Mais Jonas ne répond pas. Il court, se jette en pleurant à ses pieds et les embrasse. Quand il peut parler, il dit :

« Combien je t’ai attendu ! Combien je t’ai attendu ! Quel découragement de voir la vie passer, la mort arriver et devoir se dire : “ Je ne l’ai pas revu ! ” Et pourtant, non, toute mon espérance ne faiblissait pas, même quand j’étais sur le point de mourir. Je pensais :

“ Elle me l’a dit : ‘ Vous le servirez encore ’ et elle n’a pu me dire une chose qui ne soit pas vraie. C’est la Mère de l’Emmanuel. Personne donc, plus qu’elle, n’a Dieu avec soi, et qui a Dieu sait ce qui est de Dieu. ”

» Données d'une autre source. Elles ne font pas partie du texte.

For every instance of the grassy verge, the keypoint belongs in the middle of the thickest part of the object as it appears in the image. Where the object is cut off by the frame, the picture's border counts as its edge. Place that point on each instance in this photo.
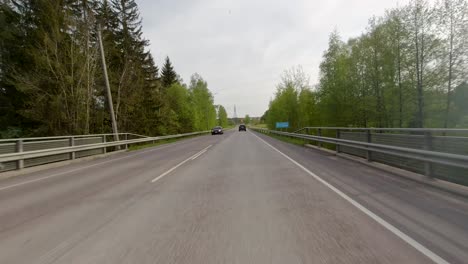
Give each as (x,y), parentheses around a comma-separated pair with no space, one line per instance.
(159,142)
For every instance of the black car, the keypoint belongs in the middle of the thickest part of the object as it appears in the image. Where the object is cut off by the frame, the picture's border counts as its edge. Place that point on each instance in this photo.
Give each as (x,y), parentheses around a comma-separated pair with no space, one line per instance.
(217,130)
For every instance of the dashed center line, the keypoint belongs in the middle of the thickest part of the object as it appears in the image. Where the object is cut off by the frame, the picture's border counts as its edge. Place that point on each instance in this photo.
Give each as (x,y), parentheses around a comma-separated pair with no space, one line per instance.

– Lève-toi. Elle te salue. Tu l’as eue et tu l’as pour voisine. Elle habite Nazareth.

– Toi ! Elle ! A Nazareth ? Oh, si je l’avais su ! La nuit, en hiver, pendant les mois de gel, quand la campagne sommeille et que les méchants ne peuvent nuire aux cultivateurs, je serais venu en hâte baiser vos pieds et je serais rentré avec mon trésor de certitude. Pourquoi ne t’es-tu pas manifesté, Seigneur ?

– Ce n’était pas l’heure. Maintenant, l’heure est venue. Il faut savoir attendre. Tu l’as dit : “ Pendant les mois de gel, quand la campagne sommeille. ” Et pourtant, elle est déjà ensemencée, n’est-ce pas ? Eh bien, moi aussi, j’étais comme le grain déjà semé. Tu m’avais vu au moment des semailles. Puis j’avais disparu, enseveli dans un silence nécessaire. Pour croître et arriver au temps de la moisson et briller aux yeux de ceux qui m’avaient vu nouveau-né et appartenant au monde. Ce temps est venu. Le nouveau-né est désormais prêt à être le Pain du monde. Avant tous les autres, je cherche mes fidèles, et je leur dis : « Venez, rassasiez-vous de moi. ” »

Détail

Pourquoi Jésus ne s'est pas manifesté aux bergers durant sa vie cachée. Jonas, un des bergers, est conduit jusqu'à Jésus, et le voit pour la première fois adulte.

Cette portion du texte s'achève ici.